I don't know. It seems I've been starting most of my days, knuckles bared, ready for a fight. When, really, I'm not sure the whole system has ever really dared oppose me. Rather, I think it might be backing me, setting me in place for Phase 2, or 10, for the next level or tier or ... valley. For what, I couldn't tell you at all. But, it's a odd mix of humble frustration to know you must not be ready for something yet, despite how strongly you feel that you are. Still, if we can meditate on the fact that all things happen for a reason, or there being a time and a place for all things, or that doors will open for us in time, or that forward is the only way to go, etc. Well. You get the point.


Call me certifiably insane (and most of my closest friends would), but I think to hope is better than to have complete certainty. If we have outlined our lives down to the minute we die and the way it happens, we leave no room for, sheesh, error, happy accidents, our brightest moments, small joys, being taken aback, real revelation. 


Of course I have ideas of what comes next. But it sure as hell isn't written in stone, to which we all can knowingly attest. EXIBIT A: THE APRON IS GREEN. I've been wrong before, and I've been surprised continuously. We're so antsy to get moving, and while most people would take one look at our circumstances and not blame us one bit for our urge to run, perhaps there's something more to be said for the now, instead of our constant focus on what tomorrow brings. Everything being so smocked in symbolism like it always is, so over-ridden with huge purpose and what does it all MEAN ten years from now and for ETERNITY, which, by the way, we have no fucking way of knowing or controlling. The best-laid plans get turned upside-down and over again in a moment, in the single blink of one eye, any eye, every second a new thing stands up and bares its teeth and refuses to cooperate with what we had in mind. 

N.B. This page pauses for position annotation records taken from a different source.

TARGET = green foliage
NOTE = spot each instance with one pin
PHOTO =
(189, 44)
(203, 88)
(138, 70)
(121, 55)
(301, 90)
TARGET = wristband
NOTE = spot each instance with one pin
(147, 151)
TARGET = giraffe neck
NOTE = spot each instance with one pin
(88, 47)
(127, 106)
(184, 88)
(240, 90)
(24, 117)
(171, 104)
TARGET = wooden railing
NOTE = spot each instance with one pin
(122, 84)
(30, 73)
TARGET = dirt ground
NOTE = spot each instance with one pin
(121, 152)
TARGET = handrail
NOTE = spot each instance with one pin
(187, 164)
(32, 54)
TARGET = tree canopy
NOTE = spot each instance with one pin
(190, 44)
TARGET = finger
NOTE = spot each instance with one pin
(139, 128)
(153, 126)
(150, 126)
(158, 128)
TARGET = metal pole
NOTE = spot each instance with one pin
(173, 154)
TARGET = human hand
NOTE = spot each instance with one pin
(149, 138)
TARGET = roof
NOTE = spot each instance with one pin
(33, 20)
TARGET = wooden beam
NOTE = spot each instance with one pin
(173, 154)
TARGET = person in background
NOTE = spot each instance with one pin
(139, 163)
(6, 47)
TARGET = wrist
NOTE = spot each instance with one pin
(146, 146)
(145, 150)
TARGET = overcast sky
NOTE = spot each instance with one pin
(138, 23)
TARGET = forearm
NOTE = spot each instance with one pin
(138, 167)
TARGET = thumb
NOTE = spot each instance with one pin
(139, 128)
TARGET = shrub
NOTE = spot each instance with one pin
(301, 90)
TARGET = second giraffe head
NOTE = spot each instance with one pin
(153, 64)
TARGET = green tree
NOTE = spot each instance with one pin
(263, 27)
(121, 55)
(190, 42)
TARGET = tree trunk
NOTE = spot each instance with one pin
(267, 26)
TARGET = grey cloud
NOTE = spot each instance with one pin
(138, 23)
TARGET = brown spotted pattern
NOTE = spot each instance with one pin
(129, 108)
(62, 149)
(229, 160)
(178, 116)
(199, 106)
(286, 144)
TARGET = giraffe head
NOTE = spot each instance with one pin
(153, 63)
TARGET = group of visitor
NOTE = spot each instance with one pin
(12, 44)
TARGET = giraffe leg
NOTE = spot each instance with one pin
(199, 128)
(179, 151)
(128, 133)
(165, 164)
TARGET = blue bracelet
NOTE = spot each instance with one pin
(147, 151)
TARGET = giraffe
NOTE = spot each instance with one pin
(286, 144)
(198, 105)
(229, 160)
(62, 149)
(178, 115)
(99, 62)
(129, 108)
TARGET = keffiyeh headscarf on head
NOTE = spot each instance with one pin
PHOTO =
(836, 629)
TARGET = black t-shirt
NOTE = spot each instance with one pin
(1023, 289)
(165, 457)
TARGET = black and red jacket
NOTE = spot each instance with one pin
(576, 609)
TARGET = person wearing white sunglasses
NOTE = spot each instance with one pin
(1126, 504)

So? Fine. And it's a totally different perspective than one normally encouraged to take in this scenario, in this particular country and society anyway, where everything is measured in visible success, by the thickness of your hair, how smooth your manipulative skills, how punctual you are, how educated. Everything is seen as a stepping stone toward your life, rather than your actual life itself, a moment only to ask, "When will you do better?" or "When will you make more?" No one will think you have arrived until you no longer sweat the price of things, of all things, because you HAVE all things. This is happiness? 


I'm not sure of it. Rather, I would imagine it all turns out to be a shame. And frankly, a huge fucking waste. Because your life will never manage to live up to everything you expect out of it. That fact doesn't deny us our right to dream, but I think it can ground us in the present, which I have to (HAVE TO) believe is more important than what might or might not happen to us someday, or never at all. Knowing that, really knowing it, can in many ways be so much more valuable to us, can be our real sense of freedom, can make us see that what we have before us is so much better than anything we may have previously thought up. 


Again, the crazy-calling is something I can take. I'm learning this even as I now write it, and even when I'm through I will have miles to go. It's something that will require a sense of diligence I have admittedly yet to master, but if I have made it out so far, there is no sense to refusing now to continue to grow, to be the flowering in the sandy sidewalk cracks, to make the most of the least of it all.